Smooth page transitions with the View Transitions API
Using React's ViewTransition component in Next.js 16 for shared-element morphs between pages — with a proper reduced-motion fallback.
The View Transitions API finally gives the web platform a native way to
animate between pages. Next.js 16 exposes it through React's
<ViewTransition> component behind an experimental flag.
Enabling it
const nextConfig: NextConfig = {
experimental: {
viewTransition: true,
},
}Shared-element morphs
The killer feature is morphing an element from one page into another. Give
the same name to an element on both pages, and the browser animates
between them:
// On the blog list card:
<ViewTransition name={`post-title-${slug}`}>
<h3>{post.title}</h3>
</ViewTransition>
// On the post page:
<ViewTransition name={`post-title-${slug}`}>
<h1>{post.title}</h1>
</ViewTransition>That's it. No animation library, no layout measurements, no FLIP math.
Restraint is the feature
The temptation is to morph everything.

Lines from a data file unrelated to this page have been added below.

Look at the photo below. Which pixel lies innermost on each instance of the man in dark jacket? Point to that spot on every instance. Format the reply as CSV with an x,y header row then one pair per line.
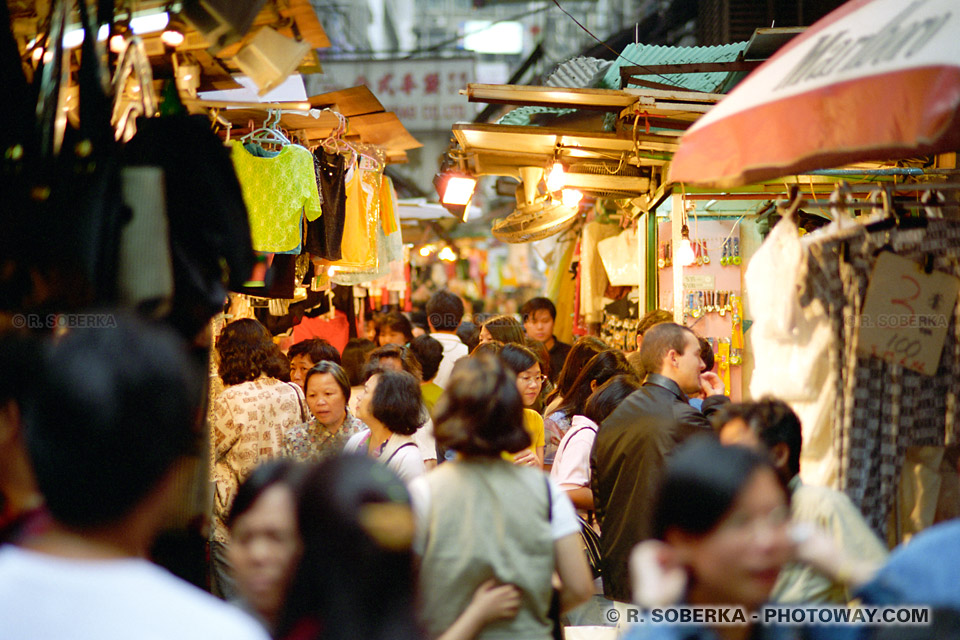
x,y
634,440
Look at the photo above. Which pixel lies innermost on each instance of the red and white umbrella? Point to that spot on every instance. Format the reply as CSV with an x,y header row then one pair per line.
x,y
873,80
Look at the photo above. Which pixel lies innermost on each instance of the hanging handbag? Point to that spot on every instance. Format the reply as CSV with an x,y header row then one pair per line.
x,y
62,190
591,545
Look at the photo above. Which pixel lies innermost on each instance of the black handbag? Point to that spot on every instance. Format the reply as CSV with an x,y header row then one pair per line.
x,y
63,208
591,546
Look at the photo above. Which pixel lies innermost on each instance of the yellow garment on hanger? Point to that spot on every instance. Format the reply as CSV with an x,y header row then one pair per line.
x,y
277,191
359,245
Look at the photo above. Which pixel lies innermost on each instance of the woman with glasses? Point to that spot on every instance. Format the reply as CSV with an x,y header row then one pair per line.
x,y
529,379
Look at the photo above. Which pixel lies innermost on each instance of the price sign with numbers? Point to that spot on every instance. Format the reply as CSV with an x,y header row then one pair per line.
x,y
906,314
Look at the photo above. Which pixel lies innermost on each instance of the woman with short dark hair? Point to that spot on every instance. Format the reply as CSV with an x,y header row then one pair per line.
x,y
247,421
332,424
392,409
480,517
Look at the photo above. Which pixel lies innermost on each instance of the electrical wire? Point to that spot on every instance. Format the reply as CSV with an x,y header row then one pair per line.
x,y
669,81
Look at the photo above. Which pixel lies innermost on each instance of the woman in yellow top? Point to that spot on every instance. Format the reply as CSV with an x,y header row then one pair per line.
x,y
530,379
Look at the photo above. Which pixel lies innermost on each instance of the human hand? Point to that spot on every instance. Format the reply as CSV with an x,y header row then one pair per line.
x,y
492,602
656,575
527,458
711,384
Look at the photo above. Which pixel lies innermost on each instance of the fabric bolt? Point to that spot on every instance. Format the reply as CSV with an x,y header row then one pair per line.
x,y
832,512
572,463
325,235
593,277
312,442
45,596
533,425
401,454
248,421
882,408
278,192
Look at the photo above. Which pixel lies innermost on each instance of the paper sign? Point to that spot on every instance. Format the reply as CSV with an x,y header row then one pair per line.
x,y
906,314
699,283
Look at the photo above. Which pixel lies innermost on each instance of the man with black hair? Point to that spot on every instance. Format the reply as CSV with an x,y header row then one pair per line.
x,y
539,316
444,313
114,418
770,426
429,353
634,441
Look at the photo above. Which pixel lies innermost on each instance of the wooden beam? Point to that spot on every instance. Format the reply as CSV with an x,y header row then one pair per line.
x,y
692,67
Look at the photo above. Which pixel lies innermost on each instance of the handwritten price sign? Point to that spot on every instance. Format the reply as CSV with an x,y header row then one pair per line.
x,y
906,314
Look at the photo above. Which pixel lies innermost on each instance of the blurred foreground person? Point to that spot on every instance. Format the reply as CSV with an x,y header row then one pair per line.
x,y
21,505
248,421
721,518
481,518
264,538
355,579
114,418
771,428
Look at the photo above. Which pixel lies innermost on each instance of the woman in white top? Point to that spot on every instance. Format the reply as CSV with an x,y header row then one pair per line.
x,y
392,407
571,467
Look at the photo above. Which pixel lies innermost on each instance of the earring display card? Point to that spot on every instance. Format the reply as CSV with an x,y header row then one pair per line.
x,y
711,291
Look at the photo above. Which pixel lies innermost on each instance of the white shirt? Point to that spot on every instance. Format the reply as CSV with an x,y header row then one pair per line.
x,y
453,350
44,597
571,466
563,518
406,462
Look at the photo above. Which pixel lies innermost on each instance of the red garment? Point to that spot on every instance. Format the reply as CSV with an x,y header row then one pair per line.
x,y
335,331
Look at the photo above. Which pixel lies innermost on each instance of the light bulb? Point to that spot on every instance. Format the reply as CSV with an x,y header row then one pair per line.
x,y
571,198
556,178
685,255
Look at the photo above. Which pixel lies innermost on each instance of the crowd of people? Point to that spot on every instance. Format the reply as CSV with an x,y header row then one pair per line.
x,y
432,480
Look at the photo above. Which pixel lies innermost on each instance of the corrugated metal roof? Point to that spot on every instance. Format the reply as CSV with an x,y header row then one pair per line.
x,y
643,54
581,72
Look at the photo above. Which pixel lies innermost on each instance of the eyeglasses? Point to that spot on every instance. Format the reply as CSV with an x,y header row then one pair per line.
x,y
532,380
742,523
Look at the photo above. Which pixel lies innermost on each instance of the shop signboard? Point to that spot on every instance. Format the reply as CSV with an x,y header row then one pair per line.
x,y
424,93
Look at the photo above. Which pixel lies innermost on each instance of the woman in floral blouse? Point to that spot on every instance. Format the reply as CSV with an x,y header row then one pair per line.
x,y
328,392
247,422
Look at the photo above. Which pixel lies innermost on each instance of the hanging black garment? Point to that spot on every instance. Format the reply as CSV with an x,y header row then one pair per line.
x,y
279,282
325,234
209,231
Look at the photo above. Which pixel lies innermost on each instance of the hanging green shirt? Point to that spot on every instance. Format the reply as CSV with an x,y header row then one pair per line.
x,y
278,191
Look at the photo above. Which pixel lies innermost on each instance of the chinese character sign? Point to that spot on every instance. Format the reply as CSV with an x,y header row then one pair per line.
x,y
425,94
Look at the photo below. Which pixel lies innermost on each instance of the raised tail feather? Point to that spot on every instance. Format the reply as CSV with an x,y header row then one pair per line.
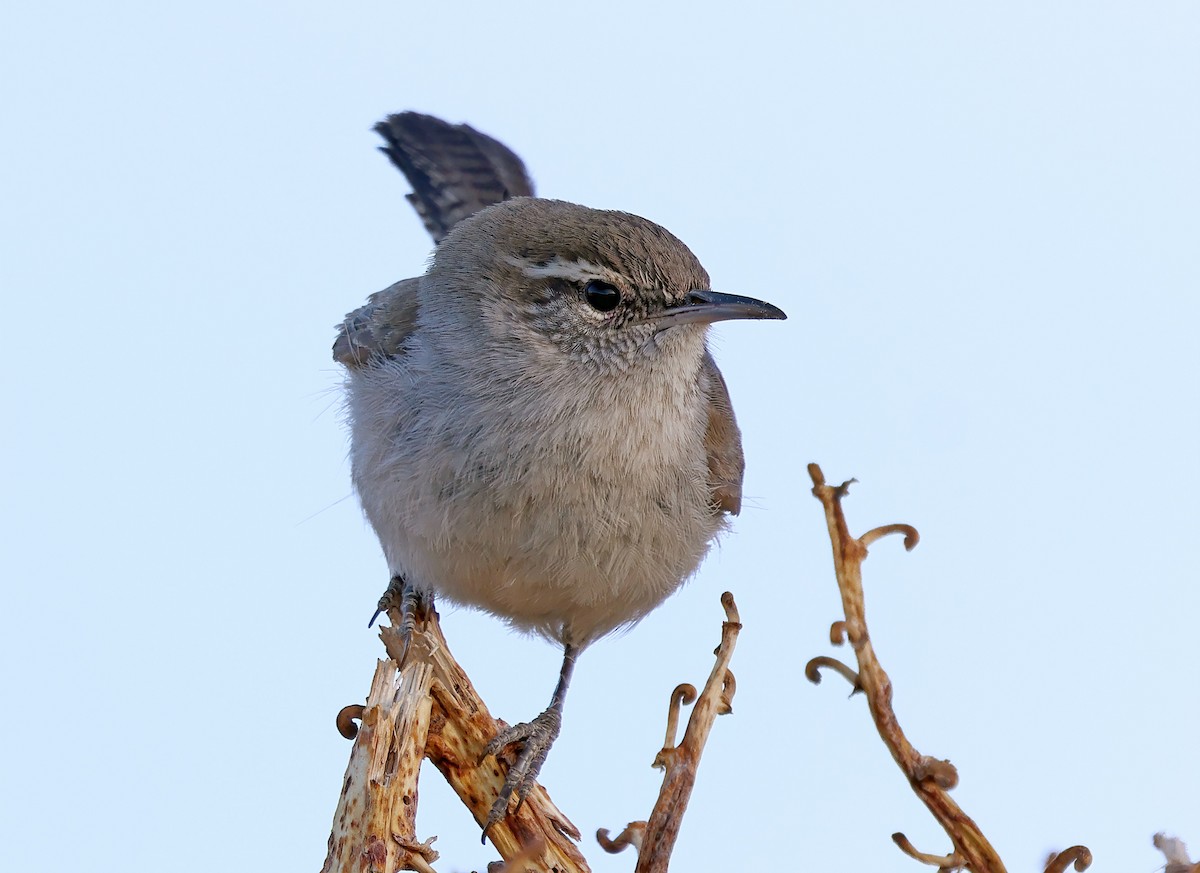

Resist it — a transition should explain where something went, not show off:
Twelve elements flying across the page on every navigation. Nobody can follow any of them.
The title you clicked morphs into the heading of the page you land on. Everything else simply appears.
Respect reduced motion
Page-wide animation is exactly the kind of thing that can make people motion-sick. The fix is a few lines of CSS that disable every transition when the user asks for reduced motion:
@media (prefers-reduced-motion: reduce) {
::view-transition-old(*),
::view-transition-new(*),
::view-transition-group(*) {
animation-duration: 0s !important;
animation-delay: 0s !important;
}
}Browsers that don't support view transitions simply navigate without animation — progressive enhancement at its best.